In 2007, Splash launched a project in China with the ambitious goal of providing clean water to every orphanage in the country. Initially, the project was on track, and by 2012, Splash was close to completing its mission with only 20 orphanages left. However, they soon learned that an additional 500 orphanages had not been included in the original count due to government oversight.
This unexpected expansion was a massive blow to Splash, as it had already allocated its fundraising efforts to other programs. To handle this crisis, Splash approached its primary funder and negotiated to remove certain funding restrictions, allowing them to reallocate resources to continue the project. Thanks to this flexibility, Splash was able to manage the additional 500 orphanages without compromising their mission.
In Nepal, Splash was making significant progress toward providing clean water to 70% of schools in Kathmandu when a major internal crisis occurred. The country director, who had been groomed for leadership, was found to be funneling resources to his personal business through shell companies. This revelation caused major setbacks, including the suspension of more than $1 million in funding from key donors.
Despite the gravity of the situation, Splash was able to recover by immediately sharing its findings with donors and taking quick action to audit and restructure its operations in Nepal. By maintaining transparency and acting swiftly, the organization managed to rebuild donor trust and stabilize its operations.
In India, Splash’s project to provide clean water, hygiene education, and sanitation to schools in Kolkata gathered momentum after the organization collected crucial data on poor water conditions.
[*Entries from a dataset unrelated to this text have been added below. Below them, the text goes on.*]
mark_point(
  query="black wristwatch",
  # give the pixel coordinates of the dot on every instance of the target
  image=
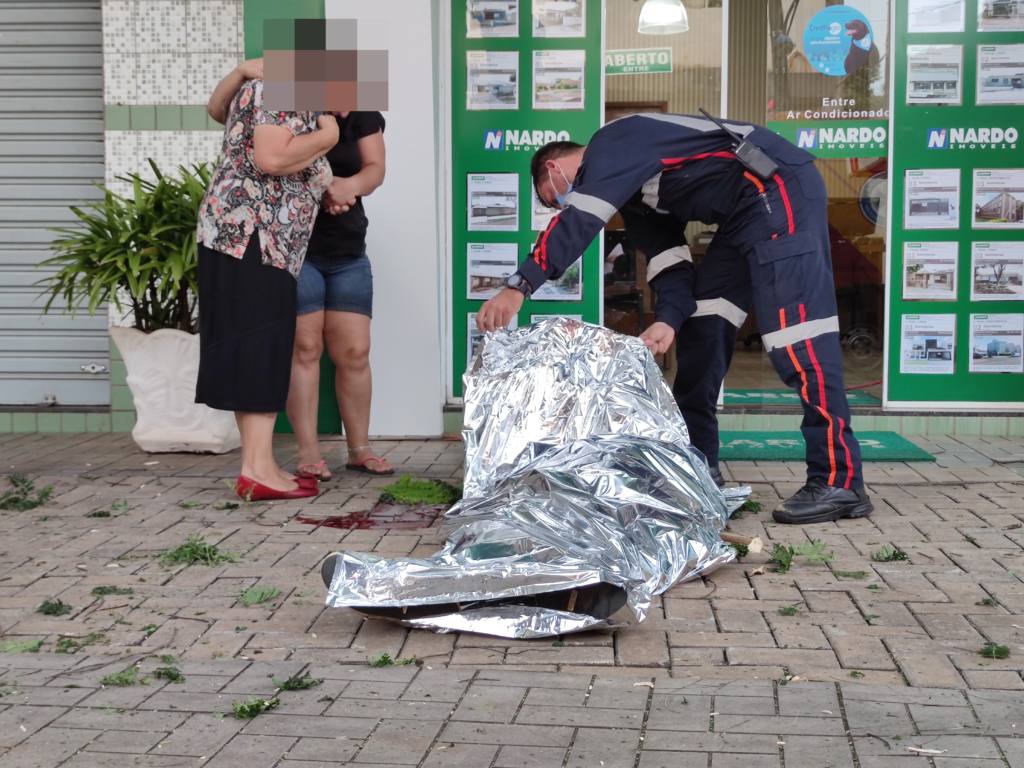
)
(518, 283)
This success attracted the attention of larger organizations and international NGOs that proposed partnerships to scale the project beyond its original scope.
However, Splash faced the risk of “mission drift” – losing focus on their core objectives due to the overwhelming opportunities. After careful consideration, the organization decided to refocus on their original goals and scale at a manageable pace, ultimately strengthening their program model for broader success in the future.
Contingency planning is essential for non-profit organizations seeking to make a long-lasting impact. The case studies from Splash demonstrate that flexible funding, transparency with donors, and a commitment to core values are crucial components of effective risk management. By embedding these practices into their operations, organizations can weather unexpected storms and continue to drive meaningful change.